Tomorrow morning, Xerox (ticker: XRX) CEO and Chair Anne Mulcahy will deliver a keynote address to the Business for Social Responsibility (BSR) Conference in New York City. To provide background on Xerox's sustainability, SocialFunds.com spoke with Jack Azar, Xerox's vice president of Environment, Health, and Safety (EHS).

SocialFunds.com: Xerox is known for its zero waste policies. Could you please describe the history and inspiration of how Xerox develop its zero waste policies and programs?

Jack Azar: Xerox adopted a strong environmental policy in 1991. This policy, along with several early waste-free successes, firmly established these principles in the company. By success, I mean that we not only substantially reduced waste, but also we realized substantial cost savings. We describe our commitment as seeking to produce waste-free products in waste-free factories in order to enable our customers to be waste-free.

SF: What is the current state of Xerox's zero waste programs?

Xerox products are designed to reduce environmental impacts in all phases of the life cycle. We design our products for remanufacturing and design imaging supply items for return, reuse and recycling. These early decisions mean that once the product's supply item or the product itself has reached its end-of-life, we maximize the assets and minimize the waste. These programs divert over 150 million pounds of electronic waste from landfill each year. Since 1991, over 1.5 billion pounds of product waste have been reused or recycled. We also design our products to be energy-efficient and to make efficient use of paper. Both of these initiatives reduce waste during the product's use phase.

SF: Are zero waste policies and practices of suppliers monitored?

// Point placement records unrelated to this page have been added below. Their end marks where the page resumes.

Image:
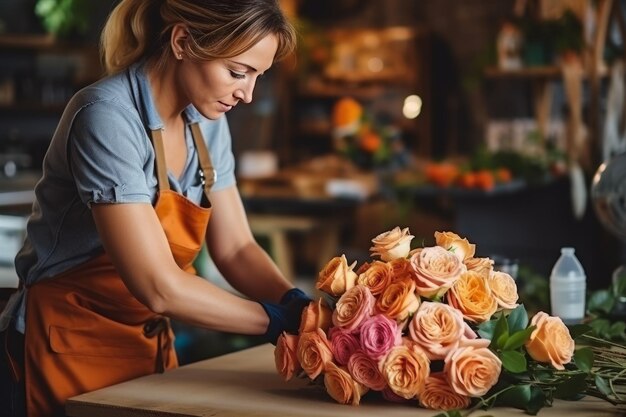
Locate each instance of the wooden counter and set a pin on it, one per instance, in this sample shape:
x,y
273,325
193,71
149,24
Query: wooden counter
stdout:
x,y
246,384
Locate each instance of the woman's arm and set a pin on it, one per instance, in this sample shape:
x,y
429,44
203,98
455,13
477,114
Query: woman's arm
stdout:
x,y
244,264
134,239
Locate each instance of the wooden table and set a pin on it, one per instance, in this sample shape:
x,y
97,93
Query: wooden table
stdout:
x,y
246,384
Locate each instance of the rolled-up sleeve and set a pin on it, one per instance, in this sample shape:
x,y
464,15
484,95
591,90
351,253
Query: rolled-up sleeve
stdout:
x,y
108,155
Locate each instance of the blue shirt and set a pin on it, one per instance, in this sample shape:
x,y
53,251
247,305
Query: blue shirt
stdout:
x,y
101,152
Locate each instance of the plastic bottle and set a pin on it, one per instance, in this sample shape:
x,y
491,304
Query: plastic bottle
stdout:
x,y
567,288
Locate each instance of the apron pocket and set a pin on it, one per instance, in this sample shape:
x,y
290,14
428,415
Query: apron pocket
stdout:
x,y
89,343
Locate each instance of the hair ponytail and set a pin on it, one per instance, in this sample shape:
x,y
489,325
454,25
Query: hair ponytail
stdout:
x,y
131,33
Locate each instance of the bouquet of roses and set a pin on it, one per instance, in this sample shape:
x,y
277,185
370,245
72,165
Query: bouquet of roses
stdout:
x,y
440,327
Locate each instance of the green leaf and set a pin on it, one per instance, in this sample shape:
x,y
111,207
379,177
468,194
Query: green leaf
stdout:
x,y
500,333
583,358
513,361
486,329
571,387
518,319
517,339
603,386
516,397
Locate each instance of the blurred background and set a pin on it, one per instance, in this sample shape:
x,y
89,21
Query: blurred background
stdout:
x,y
488,118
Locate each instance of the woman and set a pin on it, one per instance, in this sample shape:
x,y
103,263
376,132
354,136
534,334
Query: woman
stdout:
x,y
139,162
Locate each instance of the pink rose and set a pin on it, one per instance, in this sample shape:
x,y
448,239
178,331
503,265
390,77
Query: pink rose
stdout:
x,y
436,270
343,344
314,352
285,356
550,342
378,334
353,307
365,370
472,370
438,328
393,244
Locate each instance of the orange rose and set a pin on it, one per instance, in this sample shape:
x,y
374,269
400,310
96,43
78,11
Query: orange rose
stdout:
x,y
336,277
550,342
471,370
353,307
393,244
483,266
437,328
504,290
316,315
436,270
398,300
439,395
472,296
405,368
285,356
453,242
341,387
314,352
376,277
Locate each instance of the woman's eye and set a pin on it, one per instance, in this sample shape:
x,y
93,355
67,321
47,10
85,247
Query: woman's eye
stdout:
x,y
237,75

JA: Xerox works closely with many suppliers in achieving our goals, most notably, our contract manufacturer, Flextronics International. Flextronics provides both manufacturing and remanufacturing services for most of Xerox office products. Xerox also carefully manages suppliers that provide recycling and waste disposal services. Xerox uses an audit process to ensure that these vendors' practices are safe, environmentally sound, and compliant with all regulations. Xerox requires these companies to document the final disposition of material sent to their facilities.

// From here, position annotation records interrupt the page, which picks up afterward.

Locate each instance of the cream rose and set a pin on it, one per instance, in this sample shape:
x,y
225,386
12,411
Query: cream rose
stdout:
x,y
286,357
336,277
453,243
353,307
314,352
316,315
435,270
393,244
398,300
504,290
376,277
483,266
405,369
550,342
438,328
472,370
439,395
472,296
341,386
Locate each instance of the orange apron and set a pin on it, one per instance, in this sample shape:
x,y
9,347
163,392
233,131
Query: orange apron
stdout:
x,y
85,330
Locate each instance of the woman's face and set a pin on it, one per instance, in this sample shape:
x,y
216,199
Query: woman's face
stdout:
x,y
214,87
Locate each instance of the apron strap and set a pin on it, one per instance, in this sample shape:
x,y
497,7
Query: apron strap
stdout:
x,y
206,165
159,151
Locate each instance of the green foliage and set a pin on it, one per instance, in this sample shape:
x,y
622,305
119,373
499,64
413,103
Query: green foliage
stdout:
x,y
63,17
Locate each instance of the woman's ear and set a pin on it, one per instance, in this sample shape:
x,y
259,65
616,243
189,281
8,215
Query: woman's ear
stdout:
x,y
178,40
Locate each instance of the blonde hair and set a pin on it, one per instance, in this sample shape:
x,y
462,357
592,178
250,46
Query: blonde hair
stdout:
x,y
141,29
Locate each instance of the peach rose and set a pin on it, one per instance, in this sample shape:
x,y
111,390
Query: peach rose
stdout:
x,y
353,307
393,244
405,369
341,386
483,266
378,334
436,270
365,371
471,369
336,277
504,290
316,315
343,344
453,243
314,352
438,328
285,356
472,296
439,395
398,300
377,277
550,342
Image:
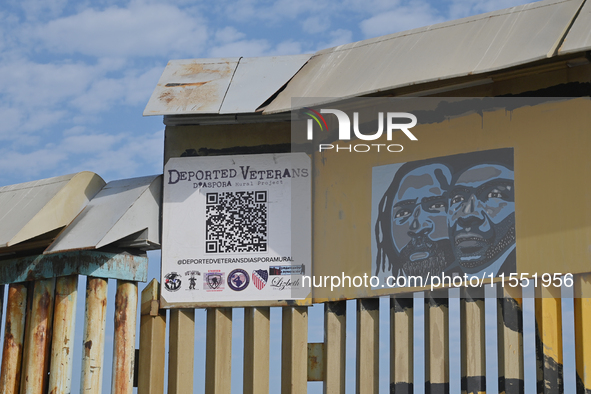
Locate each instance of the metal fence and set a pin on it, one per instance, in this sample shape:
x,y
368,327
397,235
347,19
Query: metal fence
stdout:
x,y
39,349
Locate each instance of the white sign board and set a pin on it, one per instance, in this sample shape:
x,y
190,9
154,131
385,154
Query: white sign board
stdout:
x,y
236,229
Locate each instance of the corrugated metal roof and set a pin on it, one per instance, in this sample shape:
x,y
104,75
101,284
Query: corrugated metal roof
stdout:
x,y
578,38
29,210
212,86
256,79
124,213
473,45
192,86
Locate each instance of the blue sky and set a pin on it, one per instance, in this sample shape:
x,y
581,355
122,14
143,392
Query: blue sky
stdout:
x,y
76,76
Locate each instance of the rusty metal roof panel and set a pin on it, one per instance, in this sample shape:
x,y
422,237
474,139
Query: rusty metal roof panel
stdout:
x,y
473,45
258,78
578,38
32,209
124,213
192,86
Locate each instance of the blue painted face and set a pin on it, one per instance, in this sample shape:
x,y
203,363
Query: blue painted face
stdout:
x,y
419,214
482,215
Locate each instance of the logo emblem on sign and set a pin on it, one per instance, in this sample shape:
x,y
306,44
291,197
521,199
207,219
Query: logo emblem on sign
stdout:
x,y
259,278
214,280
238,280
172,281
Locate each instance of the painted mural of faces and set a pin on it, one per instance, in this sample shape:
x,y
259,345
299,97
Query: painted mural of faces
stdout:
x,y
482,216
419,221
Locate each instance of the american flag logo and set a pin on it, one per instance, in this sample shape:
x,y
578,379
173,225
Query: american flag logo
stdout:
x,y
259,278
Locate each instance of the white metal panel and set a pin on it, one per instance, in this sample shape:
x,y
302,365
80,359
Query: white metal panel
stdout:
x,y
121,209
192,86
578,38
31,209
258,78
473,45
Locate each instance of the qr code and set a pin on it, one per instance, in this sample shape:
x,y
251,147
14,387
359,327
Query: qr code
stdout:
x,y
236,222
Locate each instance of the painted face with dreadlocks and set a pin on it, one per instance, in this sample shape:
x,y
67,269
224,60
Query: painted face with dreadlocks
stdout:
x,y
419,222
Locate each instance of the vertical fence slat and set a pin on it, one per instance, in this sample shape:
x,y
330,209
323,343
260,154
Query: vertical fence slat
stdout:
x,y
93,340
335,327
510,339
549,340
34,377
294,350
124,337
401,345
582,309
256,350
218,363
368,342
14,336
473,340
436,342
64,324
152,342
181,351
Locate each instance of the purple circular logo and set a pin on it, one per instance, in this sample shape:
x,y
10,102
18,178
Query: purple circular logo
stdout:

SF: And what comes after zero waste?

JA: As I mentioned earlier, Xerox employs a life-cycle view in product design. Our goals include safe products, efficient use of materials and resources, energy efficiency, low emissions and minimal use of hazardous substances. Along with most other electronics manufacturers, we have launched an aggressive program to work with suppliers to eliminate the use of lead, mercury, cadmium, and hexavalent chromium by 2006. Xerox eliminated the use of targeted flame retardants in 1999.

To ensure responsible use of paper, we have deployed environmental requirements to our suppliers that provide Xerox paper for resale. Xerox is one of the largest distributors of cut-sheet paper in the world. These requirements ensure that the fiber in the paper is sourced from responsibly and sustainably managed forests.

For our own operations, we have committed to reducing greenhouse gas emissions. We have established our baseline inventory for the U.S. and will be expanding that inventory to our worldwide operations and setting reduction targets in 2005.

SF: In what ways does Xerox collaborate with other firms (including those in other industries) on industrial ecology?

JA: Xerox is involved in a number of voluntary programs that provide the opportunity for best practice sharing. These include the EPA Climate Leaders program and the ENERGY STAR program. We have also worked closely with certain customers to realize additional waste reduction activities.